Tuesday, March 31, 2015


Dear Great Book Guru, With the Passover and Easter holidays this weekend, I will be seeing friends and family and- as always- someone will ask “What have you read lately?” I would love to have a title to offer so my question is:  do you have something short and compelling that I could read over the next few  days?Looking for Something Short and But Definitely Not Sweet

Dear Looking…… I have just the book for you: ALL THE OLD KNIVES by Olen Steinhauer- a wonderful foray into the morally ambiguous world of the CIA.  Told from the perspectives of two agents- Henry and Celia- who had been stationed in Vienna six years before, this psychological thriller takes place almost entirely over one evening in an upscale Carmel restaurant.  The novel is in many ways reminiscent of Herman Koch's "The Dinner” with its elaborate descriptions of food and wine and the inevitable unraveling of the diners’ psyches.

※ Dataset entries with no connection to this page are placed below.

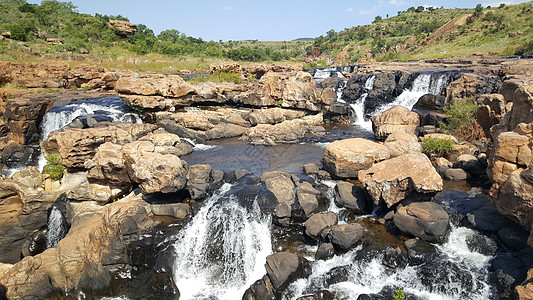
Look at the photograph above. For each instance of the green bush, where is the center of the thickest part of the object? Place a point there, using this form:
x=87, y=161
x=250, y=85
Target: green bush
x=398, y=295
x=437, y=147
x=458, y=114
x=54, y=166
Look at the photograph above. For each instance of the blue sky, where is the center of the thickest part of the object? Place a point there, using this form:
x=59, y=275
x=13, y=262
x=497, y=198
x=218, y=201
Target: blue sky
x=272, y=20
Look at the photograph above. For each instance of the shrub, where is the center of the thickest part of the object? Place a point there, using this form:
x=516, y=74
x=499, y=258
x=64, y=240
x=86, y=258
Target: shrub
x=398, y=295
x=458, y=114
x=437, y=147
x=54, y=166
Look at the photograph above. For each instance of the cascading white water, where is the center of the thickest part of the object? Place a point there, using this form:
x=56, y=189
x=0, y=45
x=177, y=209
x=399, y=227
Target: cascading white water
x=56, y=230
x=462, y=274
x=222, y=251
x=425, y=83
x=60, y=116
x=359, y=106
x=323, y=73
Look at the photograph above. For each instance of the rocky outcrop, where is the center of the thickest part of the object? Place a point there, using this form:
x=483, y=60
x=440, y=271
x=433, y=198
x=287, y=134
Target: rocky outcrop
x=24, y=210
x=393, y=180
x=123, y=28
x=316, y=224
x=395, y=119
x=285, y=132
x=400, y=143
x=426, y=220
x=351, y=197
x=76, y=146
x=92, y=253
x=471, y=86
x=345, y=158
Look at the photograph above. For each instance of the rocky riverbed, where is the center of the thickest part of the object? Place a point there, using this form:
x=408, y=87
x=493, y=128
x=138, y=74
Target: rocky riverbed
x=274, y=188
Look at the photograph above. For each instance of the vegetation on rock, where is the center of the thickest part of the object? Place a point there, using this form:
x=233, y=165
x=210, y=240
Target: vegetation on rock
x=54, y=166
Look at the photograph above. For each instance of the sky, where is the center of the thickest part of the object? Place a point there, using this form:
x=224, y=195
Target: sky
x=271, y=20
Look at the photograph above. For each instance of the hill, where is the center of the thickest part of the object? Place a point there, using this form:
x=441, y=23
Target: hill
x=430, y=32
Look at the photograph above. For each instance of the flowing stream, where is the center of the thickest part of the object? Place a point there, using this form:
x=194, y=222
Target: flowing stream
x=222, y=251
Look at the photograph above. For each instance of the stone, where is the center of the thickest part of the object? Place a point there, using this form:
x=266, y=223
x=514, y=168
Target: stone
x=515, y=197
x=318, y=222
x=281, y=185
x=456, y=174
x=95, y=245
x=351, y=197
x=307, y=198
x=470, y=163
x=400, y=143
x=291, y=131
x=345, y=236
x=325, y=251
x=396, y=118
x=284, y=267
x=426, y=220
x=345, y=158
x=392, y=180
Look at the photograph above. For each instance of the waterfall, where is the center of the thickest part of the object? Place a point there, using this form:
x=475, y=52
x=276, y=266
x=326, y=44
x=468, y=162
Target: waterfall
x=458, y=273
x=359, y=106
x=222, y=251
x=322, y=73
x=104, y=108
x=107, y=108
x=425, y=83
x=56, y=227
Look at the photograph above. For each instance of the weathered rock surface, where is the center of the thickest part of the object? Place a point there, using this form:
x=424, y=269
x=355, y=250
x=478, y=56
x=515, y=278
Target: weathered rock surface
x=76, y=146
x=426, y=220
x=400, y=143
x=86, y=257
x=285, y=132
x=345, y=236
x=394, y=119
x=284, y=267
x=392, y=180
x=351, y=197
x=345, y=158
x=318, y=222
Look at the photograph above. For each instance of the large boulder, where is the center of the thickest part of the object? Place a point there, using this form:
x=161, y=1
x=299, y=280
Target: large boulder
x=426, y=220
x=516, y=197
x=393, y=180
x=400, y=143
x=318, y=222
x=351, y=197
x=284, y=267
x=394, y=119
x=76, y=146
x=291, y=131
x=345, y=236
x=94, y=249
x=345, y=158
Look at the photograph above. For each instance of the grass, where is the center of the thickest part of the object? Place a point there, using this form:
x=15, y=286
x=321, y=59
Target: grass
x=54, y=166
x=437, y=147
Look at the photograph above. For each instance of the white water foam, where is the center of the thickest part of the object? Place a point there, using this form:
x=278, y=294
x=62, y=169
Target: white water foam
x=222, y=251
x=370, y=277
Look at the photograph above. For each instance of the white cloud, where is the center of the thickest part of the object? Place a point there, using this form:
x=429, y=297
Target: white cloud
x=397, y=2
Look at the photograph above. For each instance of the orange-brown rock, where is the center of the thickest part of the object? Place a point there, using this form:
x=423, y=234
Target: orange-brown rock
x=345, y=158
x=392, y=180
x=397, y=118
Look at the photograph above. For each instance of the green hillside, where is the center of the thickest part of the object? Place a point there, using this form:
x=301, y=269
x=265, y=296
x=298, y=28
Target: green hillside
x=432, y=32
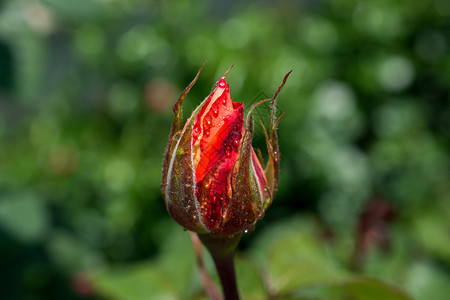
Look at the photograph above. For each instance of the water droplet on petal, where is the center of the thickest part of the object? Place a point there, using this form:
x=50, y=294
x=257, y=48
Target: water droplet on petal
x=215, y=109
x=222, y=82
x=197, y=129
x=228, y=151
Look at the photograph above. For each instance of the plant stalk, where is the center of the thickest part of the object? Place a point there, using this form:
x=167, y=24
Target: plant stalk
x=222, y=251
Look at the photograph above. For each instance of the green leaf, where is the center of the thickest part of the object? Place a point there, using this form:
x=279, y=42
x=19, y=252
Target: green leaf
x=24, y=217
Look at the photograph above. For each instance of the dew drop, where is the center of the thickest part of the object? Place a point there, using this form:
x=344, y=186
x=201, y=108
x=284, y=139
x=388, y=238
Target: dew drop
x=215, y=110
x=197, y=129
x=207, y=121
x=249, y=229
x=228, y=151
x=222, y=83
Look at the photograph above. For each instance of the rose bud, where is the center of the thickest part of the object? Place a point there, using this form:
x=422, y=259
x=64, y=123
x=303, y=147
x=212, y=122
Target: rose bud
x=213, y=181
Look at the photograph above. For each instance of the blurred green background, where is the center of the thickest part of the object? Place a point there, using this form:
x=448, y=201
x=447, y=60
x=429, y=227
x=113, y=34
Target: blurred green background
x=86, y=91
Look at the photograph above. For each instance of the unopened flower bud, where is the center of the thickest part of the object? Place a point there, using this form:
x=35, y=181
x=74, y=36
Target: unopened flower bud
x=213, y=181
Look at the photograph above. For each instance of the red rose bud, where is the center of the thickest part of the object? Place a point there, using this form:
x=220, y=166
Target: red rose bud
x=213, y=182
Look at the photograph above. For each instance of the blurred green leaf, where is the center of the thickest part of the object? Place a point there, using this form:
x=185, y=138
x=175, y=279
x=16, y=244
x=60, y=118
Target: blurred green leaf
x=24, y=216
x=433, y=230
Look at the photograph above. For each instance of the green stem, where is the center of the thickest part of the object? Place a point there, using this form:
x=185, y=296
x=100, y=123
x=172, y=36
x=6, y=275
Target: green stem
x=227, y=275
x=222, y=251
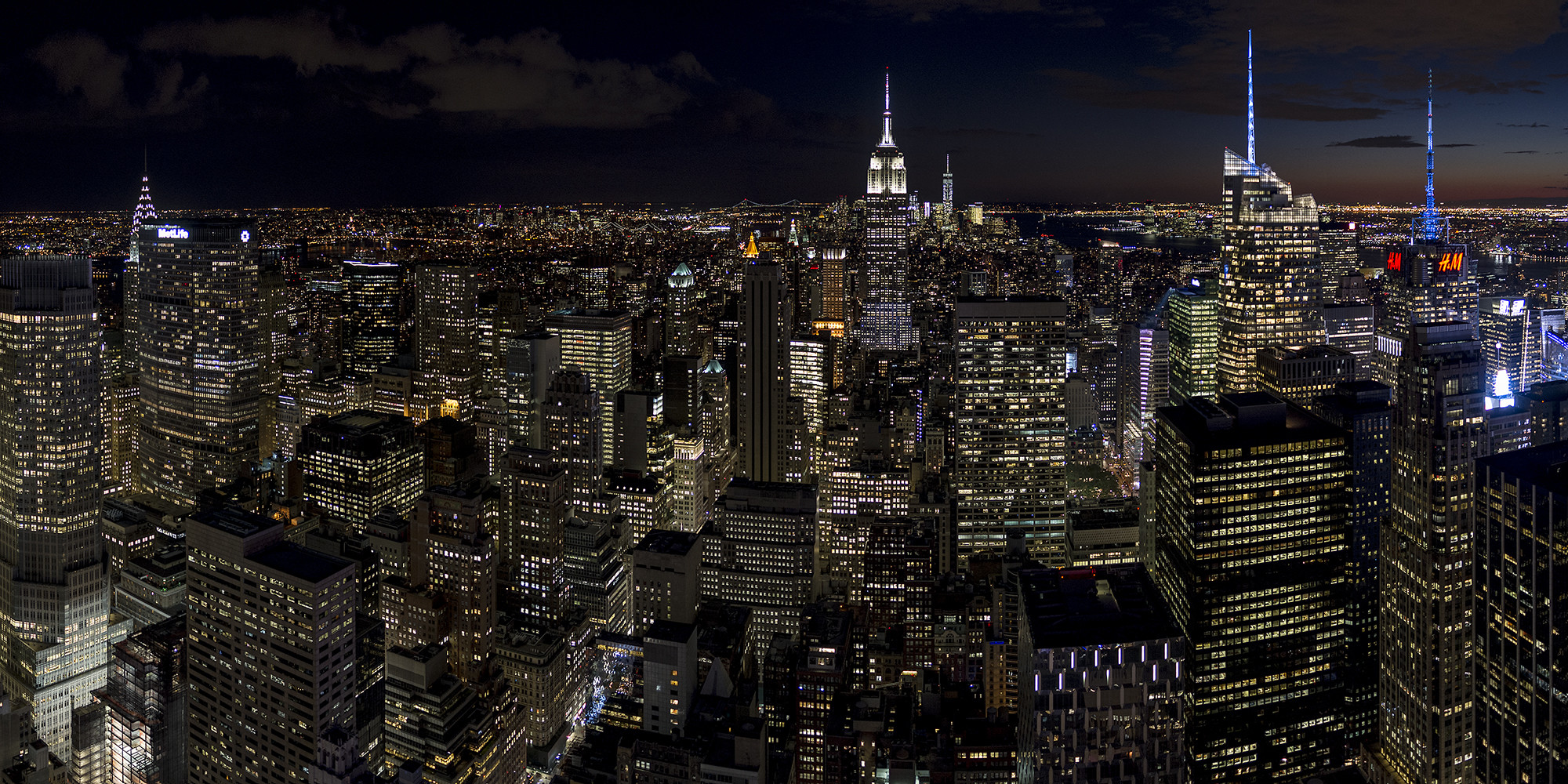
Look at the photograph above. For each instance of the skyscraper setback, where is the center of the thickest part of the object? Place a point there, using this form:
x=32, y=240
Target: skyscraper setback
x=887, y=321
x=200, y=355
x=53, y=584
x=1269, y=280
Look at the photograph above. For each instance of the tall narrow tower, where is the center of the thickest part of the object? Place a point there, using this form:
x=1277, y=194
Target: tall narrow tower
x=948, y=189
x=131, y=285
x=764, y=368
x=1426, y=575
x=1428, y=280
x=200, y=355
x=1269, y=280
x=887, y=322
x=53, y=584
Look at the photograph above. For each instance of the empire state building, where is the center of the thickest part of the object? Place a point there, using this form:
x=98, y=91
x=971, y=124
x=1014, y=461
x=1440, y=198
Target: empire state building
x=887, y=322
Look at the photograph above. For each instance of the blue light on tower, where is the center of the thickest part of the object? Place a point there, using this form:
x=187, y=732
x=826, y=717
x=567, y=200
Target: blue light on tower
x=1501, y=391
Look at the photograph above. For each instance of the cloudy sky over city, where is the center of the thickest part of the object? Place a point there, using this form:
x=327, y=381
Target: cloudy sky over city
x=266, y=104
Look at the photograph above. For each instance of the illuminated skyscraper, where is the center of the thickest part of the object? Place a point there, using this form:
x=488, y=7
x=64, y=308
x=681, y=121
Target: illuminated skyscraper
x=1512, y=339
x=456, y=554
x=887, y=319
x=1365, y=412
x=1269, y=278
x=681, y=313
x=534, y=542
x=1426, y=689
x=131, y=283
x=1011, y=426
x=598, y=344
x=1192, y=316
x=1352, y=327
x=1340, y=255
x=446, y=341
x=1250, y=548
x=948, y=191
x=1428, y=281
x=764, y=369
x=358, y=463
x=53, y=584
x=147, y=706
x=247, y=586
x=201, y=352
x=572, y=430
x=371, y=302
x=1520, y=681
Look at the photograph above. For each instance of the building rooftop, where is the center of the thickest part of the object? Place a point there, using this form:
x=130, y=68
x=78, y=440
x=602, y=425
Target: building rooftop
x=1545, y=466
x=1092, y=606
x=236, y=521
x=1244, y=419
x=302, y=562
x=669, y=542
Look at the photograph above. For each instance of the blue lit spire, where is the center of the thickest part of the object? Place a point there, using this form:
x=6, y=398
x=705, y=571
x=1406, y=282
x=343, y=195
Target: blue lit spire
x=1429, y=222
x=1252, y=137
x=887, y=140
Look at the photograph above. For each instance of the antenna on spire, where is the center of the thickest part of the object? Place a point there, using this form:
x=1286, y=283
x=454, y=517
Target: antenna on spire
x=1252, y=137
x=887, y=140
x=1431, y=227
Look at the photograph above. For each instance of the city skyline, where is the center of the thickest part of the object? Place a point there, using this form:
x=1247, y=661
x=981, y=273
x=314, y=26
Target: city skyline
x=278, y=106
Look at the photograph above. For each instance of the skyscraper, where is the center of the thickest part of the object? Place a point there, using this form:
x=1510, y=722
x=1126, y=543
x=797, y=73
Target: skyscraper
x=1011, y=426
x=1269, y=278
x=1192, y=316
x=948, y=191
x=1365, y=412
x=371, y=302
x=1426, y=689
x=147, y=725
x=255, y=604
x=1426, y=281
x=53, y=584
x=1520, y=683
x=446, y=341
x=358, y=463
x=764, y=369
x=598, y=344
x=887, y=319
x=131, y=283
x=572, y=430
x=534, y=542
x=681, y=313
x=1250, y=548
x=200, y=346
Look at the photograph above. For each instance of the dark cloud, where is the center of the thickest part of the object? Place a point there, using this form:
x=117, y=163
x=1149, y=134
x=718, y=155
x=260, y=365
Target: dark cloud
x=1199, y=98
x=526, y=81
x=1067, y=15
x=1377, y=142
x=95, y=78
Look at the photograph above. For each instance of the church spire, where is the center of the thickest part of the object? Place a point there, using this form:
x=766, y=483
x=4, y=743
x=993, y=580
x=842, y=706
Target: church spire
x=887, y=140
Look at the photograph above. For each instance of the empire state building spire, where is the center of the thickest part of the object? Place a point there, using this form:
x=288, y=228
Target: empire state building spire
x=887, y=140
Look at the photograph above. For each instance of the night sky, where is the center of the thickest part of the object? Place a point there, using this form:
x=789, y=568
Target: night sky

In alternating chapters, the two former lovers recount the events leading up to a tragically botched rescue attempt at a Viennese airport in which 120 passengers were killed. New intelligence points to a CIA mole who- in all likelihood- is either Celia or Henry.   The outcome of their dinner tonight  will be swift, annihilating justice.  While tension builds throughout and there are clues aplenty, the ending is nevertheless shocking, and we find ourselves caught up in a disturbing moral quandary. Highly recommended!